Bee slagged one before they fell away, momentarily breaking the pattern of ship fire.

Hemp took three rounds to a wing and plummeted off their side before the AI partner could repair the Charon.

Mercy drew the disruptor fire out of turn.

“Bee, lodge the EMPs in the holes as soon as they open.” They had small EMP drones, enough to get them out of a tight situation with other Eights without killing them. Depending on how this ship worked, if they could get the EMPs inside, past potential external shielding, they could knock out at least the disruptors. Maybe the whole ship. An AI could recover from the small bursts, but unadapted humans? They’d be far too slow on repairs.

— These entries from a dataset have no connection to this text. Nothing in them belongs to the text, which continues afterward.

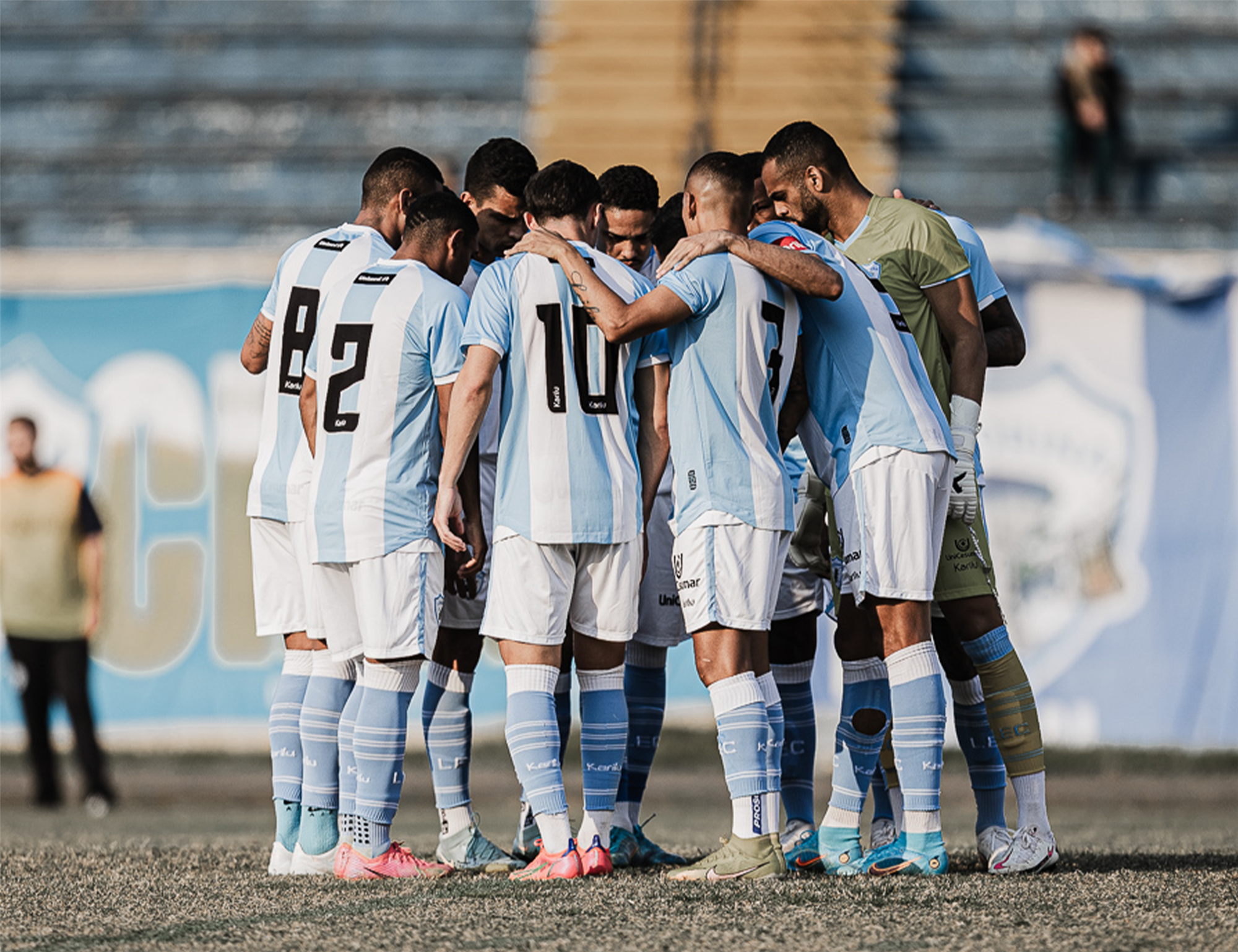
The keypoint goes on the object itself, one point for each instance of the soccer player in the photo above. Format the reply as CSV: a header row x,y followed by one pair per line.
x,y
581,450
306,805
391,352
873,430
731,329
794,634
914,254
659,628
630,206
495,188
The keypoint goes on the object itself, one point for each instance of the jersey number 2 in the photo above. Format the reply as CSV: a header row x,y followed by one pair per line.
x,y
552,316
335,422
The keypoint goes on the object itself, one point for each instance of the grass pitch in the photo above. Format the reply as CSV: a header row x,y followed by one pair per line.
x,y
1149,845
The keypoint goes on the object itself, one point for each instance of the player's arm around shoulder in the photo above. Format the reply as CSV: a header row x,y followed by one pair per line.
x,y
794,264
618,320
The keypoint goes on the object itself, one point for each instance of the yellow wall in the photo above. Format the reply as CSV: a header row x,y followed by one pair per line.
x,y
613,82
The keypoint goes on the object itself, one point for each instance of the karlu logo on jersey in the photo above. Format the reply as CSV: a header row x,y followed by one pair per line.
x,y
368,279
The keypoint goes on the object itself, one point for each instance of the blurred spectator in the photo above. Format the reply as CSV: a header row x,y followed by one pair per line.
x,y
51,564
1091,98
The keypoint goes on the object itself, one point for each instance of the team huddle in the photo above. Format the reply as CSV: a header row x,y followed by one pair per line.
x,y
560,415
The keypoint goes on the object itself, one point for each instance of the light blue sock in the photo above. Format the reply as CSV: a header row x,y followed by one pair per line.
x,y
347,762
774,747
288,823
800,740
285,726
564,712
646,690
981,751
448,725
326,695
919,726
533,737
743,736
856,753
604,736
379,745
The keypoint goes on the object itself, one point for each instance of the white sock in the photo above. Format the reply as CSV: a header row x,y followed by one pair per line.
x,y
556,831
923,821
1029,790
748,814
596,824
896,795
455,820
841,819
625,814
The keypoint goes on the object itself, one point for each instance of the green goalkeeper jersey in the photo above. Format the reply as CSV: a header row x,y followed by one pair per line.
x,y
906,248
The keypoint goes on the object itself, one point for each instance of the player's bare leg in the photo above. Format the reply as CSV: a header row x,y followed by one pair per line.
x,y
1016,726
448,725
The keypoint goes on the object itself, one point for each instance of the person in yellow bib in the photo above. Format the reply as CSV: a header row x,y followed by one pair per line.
x,y
51,566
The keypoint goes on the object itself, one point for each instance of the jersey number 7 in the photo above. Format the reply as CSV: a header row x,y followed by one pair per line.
x,y
552,316
335,422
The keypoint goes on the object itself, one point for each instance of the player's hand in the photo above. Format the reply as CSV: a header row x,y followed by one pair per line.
x,y
449,518
965,497
542,242
689,249
927,202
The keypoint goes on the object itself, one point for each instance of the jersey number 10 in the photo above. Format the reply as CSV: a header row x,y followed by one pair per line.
x,y
552,316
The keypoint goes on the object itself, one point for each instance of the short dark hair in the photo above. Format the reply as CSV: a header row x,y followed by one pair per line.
x,y
668,227
438,215
563,190
630,188
799,145
27,423
396,170
500,164
729,171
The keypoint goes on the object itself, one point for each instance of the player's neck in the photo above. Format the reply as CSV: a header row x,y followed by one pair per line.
x,y
570,228
377,220
847,205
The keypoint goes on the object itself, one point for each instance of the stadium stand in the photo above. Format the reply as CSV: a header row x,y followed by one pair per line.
x,y
181,123
659,82
977,123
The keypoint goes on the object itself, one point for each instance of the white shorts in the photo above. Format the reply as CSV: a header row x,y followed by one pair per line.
x,y
284,594
660,621
538,591
892,516
386,607
467,613
729,573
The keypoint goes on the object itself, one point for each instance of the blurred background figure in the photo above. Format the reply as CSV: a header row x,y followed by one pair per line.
x,y
1091,93
51,565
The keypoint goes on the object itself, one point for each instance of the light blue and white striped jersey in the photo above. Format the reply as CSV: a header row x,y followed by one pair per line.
x,y
731,363
391,335
568,467
867,383
488,436
986,282
280,486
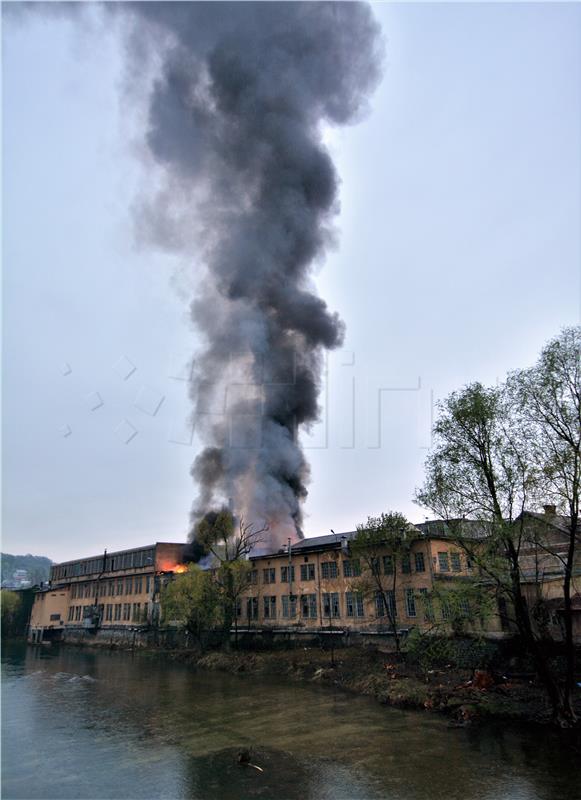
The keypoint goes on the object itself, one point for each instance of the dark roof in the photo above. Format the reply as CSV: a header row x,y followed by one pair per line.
x,y
470,528
555,520
310,544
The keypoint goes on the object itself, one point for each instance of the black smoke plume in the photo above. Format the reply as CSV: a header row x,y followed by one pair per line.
x,y
235,122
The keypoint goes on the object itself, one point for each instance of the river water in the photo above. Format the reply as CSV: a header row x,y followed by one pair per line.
x,y
88,724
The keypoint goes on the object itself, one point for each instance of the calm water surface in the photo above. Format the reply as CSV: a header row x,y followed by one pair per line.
x,y
83,724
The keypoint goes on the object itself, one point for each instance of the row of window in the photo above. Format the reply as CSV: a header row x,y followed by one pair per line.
x,y
132,585
306,604
351,569
111,612
92,566
451,560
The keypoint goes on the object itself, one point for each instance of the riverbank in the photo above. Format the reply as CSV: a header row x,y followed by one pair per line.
x,y
464,695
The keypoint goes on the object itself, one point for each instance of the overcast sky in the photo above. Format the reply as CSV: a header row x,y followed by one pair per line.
x,y
458,256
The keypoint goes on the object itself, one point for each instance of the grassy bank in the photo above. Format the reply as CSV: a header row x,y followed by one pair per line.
x,y
462,694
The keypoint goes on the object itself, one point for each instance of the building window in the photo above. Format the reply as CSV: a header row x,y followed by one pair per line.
x,y
331,604
329,569
309,604
381,598
427,605
354,603
410,603
420,562
444,562
289,606
252,608
269,607
352,569
269,575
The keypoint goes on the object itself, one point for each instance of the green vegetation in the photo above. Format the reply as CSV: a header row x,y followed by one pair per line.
x,y
500,451
203,600
38,567
11,603
376,582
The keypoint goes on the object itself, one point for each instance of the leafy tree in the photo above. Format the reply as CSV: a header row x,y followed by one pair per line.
x,y
192,599
481,467
381,542
11,603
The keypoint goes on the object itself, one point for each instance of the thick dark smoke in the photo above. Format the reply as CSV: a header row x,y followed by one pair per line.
x,y
235,121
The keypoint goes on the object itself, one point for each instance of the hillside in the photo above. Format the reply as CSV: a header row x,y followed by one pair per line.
x,y
38,567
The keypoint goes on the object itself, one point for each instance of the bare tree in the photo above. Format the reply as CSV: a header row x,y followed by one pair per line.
x,y
230,544
378,545
548,396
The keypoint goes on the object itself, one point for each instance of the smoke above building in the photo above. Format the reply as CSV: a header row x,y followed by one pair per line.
x,y
249,193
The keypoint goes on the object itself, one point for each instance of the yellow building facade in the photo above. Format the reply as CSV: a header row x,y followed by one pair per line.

It’ll leave Mercy vulnerable to the blast, I have to guide them in slow.

“I know.”

We said we’d keep Mercy alive, the next time.

The fallen Charon wasn’t coming back. They had no business taking on this ship, this engagement. No business being here at all.

“Do what you can.”

They did what they could.

They’d spent a lot of time planning possibilities for taking out a defense array, since leaving Deep End. EMPs and explosives and smart targeting. Had no real chance or cause to test them.

Tested them here.

And they worked.

Too late to save Mercy, again.

But the enormous mystery ship fell out of the sky, and one Charon jet continued on its original path.